To the Editor

Baricitinib is an oral Janus Kinase 1 and 2 inhibitor approved for the treatment of refractory rheumatoid arthritis [1]. Patients with coronavirus disease 2019 (Covid-19) develop pneumonia associated with immune dysregulation, and unchecked cytokine release, which often involves dysregulation of the Janus Kinase/Signal Transducer and Activator of Transcription (JAK/STAT) pathway. Baricitinib as a single agent or combined with remdesivir reduces cytokine release, viral burden, recovery time, and mortality in patients with moderate to severe covid pneumonia [2]. JAK signaling pathway plays a prominent role in Graft versus host disease (GVHD) occurring in allogeneic hematopoietic stem cell transplant (allo-HCT) recipients, and baricitinib is effective against steroid-refractory chronic GVHD [3]. Here, we present a patient with chronic GVHD and covid-19 pneumonia who was successfully treated with baricitinib.

In December 2020, a sixteen-year-old female patient underwent allo-HCT for high-risk acute lymphoblastic leukemia with human leukocyte antigen (HLA) matched sibling donor. The conditioning was myeloablative with fludarabine-busulfan, and GVHD prophylaxis was with cyclosporine. Six months post-transplant, her disease remained in remission with 98% donor chimerism. She developed chronic GVHD involving eyes, gut, skin, oral cavity, and liver with a National Institute of Health (NIH) chronic GVHD score of 11. After the initial response to prednisolone, her GVHD started progressing. On day + 152, she developed upper respiratory tract symptoms, and RT-PCR for Covid-19 was positive. She developed moderately severe covid pneumonia with a CT severity score of 19, requiring high flow oxygen by face mask. Given the co-existence of steroid-refractory GVHD and covid-19 infection, she was started on oral baricitinib at a dose of 2 mg per day. She also received prednisolone and remdesivir.

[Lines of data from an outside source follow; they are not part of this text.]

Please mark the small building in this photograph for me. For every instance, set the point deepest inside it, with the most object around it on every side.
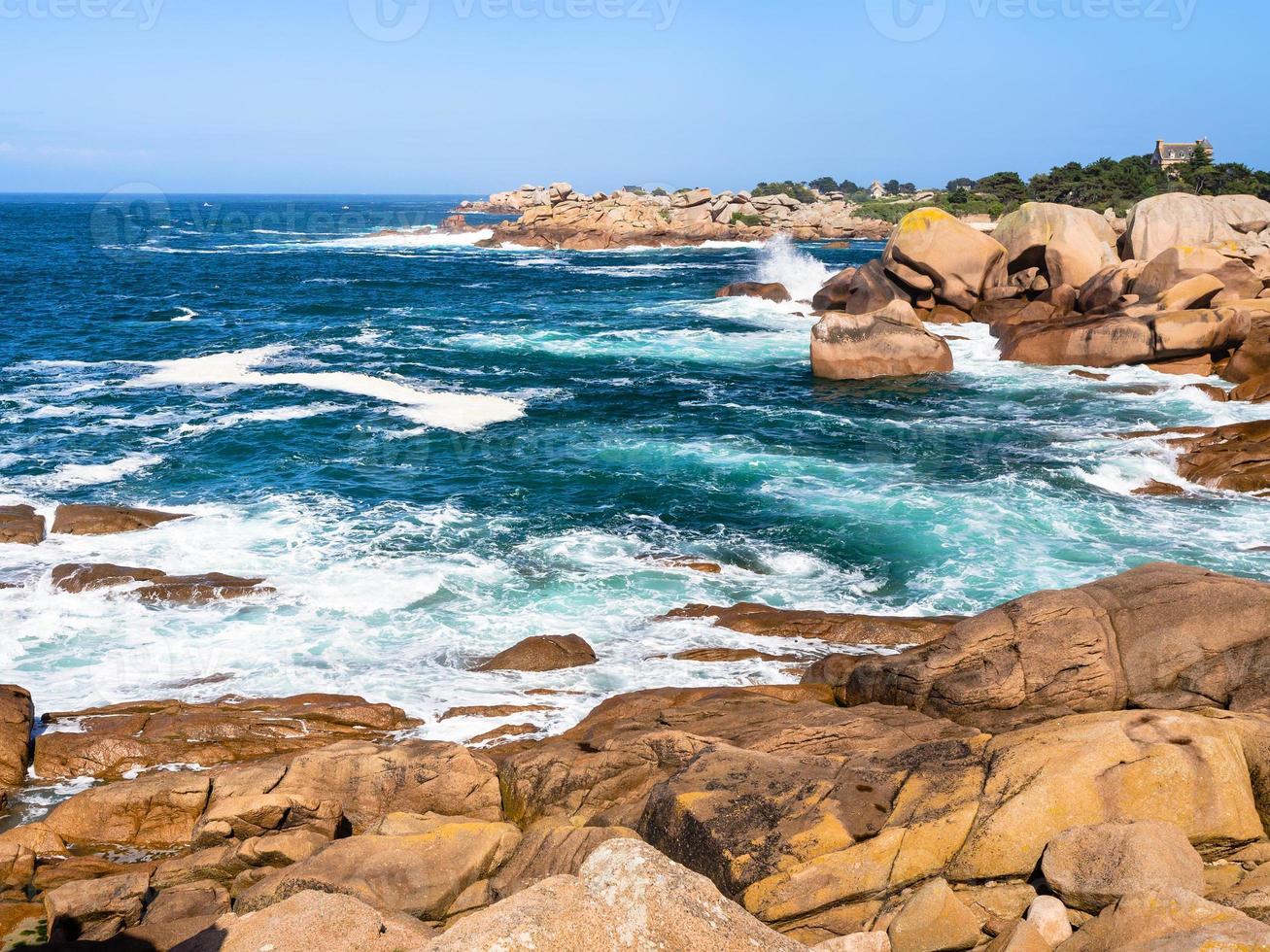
(1170, 155)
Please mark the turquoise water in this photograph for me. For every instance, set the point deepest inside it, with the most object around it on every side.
(433, 451)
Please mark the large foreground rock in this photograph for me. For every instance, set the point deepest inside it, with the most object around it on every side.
(1169, 920)
(20, 525)
(890, 342)
(934, 253)
(1178, 219)
(837, 629)
(627, 897)
(1126, 339)
(111, 741)
(17, 717)
(1095, 648)
(551, 653)
(314, 922)
(1068, 245)
(1091, 867)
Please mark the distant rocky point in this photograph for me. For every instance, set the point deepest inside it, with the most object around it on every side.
(557, 216)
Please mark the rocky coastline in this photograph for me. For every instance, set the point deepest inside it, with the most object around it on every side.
(557, 216)
(1076, 769)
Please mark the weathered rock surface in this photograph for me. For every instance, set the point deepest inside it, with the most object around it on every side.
(1087, 649)
(890, 342)
(17, 719)
(1171, 920)
(839, 629)
(551, 653)
(107, 520)
(95, 910)
(314, 922)
(19, 525)
(627, 897)
(1091, 867)
(1068, 245)
(773, 292)
(1178, 219)
(111, 741)
(419, 874)
(932, 252)
(1125, 339)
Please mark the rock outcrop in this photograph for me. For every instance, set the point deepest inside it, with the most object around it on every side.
(551, 653)
(107, 520)
(20, 525)
(890, 342)
(1067, 245)
(774, 292)
(1097, 648)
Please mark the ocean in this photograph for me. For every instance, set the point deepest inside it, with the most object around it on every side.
(433, 451)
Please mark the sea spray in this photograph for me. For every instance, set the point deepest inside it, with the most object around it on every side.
(781, 261)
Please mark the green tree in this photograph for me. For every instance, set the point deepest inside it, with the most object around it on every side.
(1005, 186)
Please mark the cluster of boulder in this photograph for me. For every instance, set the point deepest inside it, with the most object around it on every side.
(21, 525)
(557, 216)
(1183, 289)
(1076, 769)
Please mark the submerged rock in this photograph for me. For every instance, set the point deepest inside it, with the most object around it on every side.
(890, 342)
(111, 741)
(19, 525)
(773, 292)
(550, 653)
(107, 520)
(839, 629)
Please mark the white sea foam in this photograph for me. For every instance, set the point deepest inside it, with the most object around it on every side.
(74, 475)
(463, 413)
(782, 261)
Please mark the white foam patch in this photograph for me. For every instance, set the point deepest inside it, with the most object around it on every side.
(74, 475)
(463, 413)
(784, 263)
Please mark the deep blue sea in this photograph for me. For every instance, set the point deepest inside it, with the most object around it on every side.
(433, 451)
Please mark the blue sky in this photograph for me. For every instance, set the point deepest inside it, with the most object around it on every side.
(293, 95)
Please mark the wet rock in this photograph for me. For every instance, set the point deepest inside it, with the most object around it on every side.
(95, 910)
(1086, 649)
(542, 654)
(773, 292)
(1169, 920)
(111, 741)
(934, 920)
(495, 711)
(17, 717)
(822, 626)
(1091, 867)
(201, 589)
(890, 342)
(107, 520)
(419, 874)
(19, 525)
(314, 922)
(78, 578)
(625, 897)
(1124, 339)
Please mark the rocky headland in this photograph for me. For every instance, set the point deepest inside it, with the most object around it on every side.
(557, 216)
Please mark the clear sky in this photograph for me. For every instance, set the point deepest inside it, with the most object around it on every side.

She tolerated baricitinib without any significant toxicities. Low-grade myalgia alleviated by analgesics was the only patient-reported adverse effect. Seven days after the initiation of baricitinib, the patient’s oxygen requirement decreased significantly, and room air saturation normalized. Though, the response of covid-19 pneumonia cannot be ascribed to baricitinib alone, as she was on other supportive medicines, she did have rapid resolution of symptoms. Baricitinib was continued in view of chronic GVHD. After 6 weeks, her chronic GVHD had improved, the NIH score reduced to 2, with the liver involvement remaining stable.

Management of stem cell transplant recipients in the setting of the covid pandemic is challenging. They are at increased risk for covid related complications due to impaired cellular and humoral immunity and immunosuppressive medications. In addition, GVHD can cause pulmonary impairment, thereby promoting covid related ARDS and respiratory failure [4]. Use of the drugs approved for covid like dexamethasone, enoxaparin, and remdesivir may be restricted in transplant recipients due to increased risk for systemic viral infections (like CMV), thrombocytopenia, liver, and renal dysfunction. Moreover, the therapeutic options for steroid-refractory GVHD are limited. JAK-inhibitor ruxolitinib has emerged as an important therapeutic option for GVHD; however, usage is limited by cost [5]. Given the accelerated availability of generic versions, thanks to the Covid-pandemic, baricitinib can emerge as a much more economical option than ruxolitinib for the treatment of GVHD in India.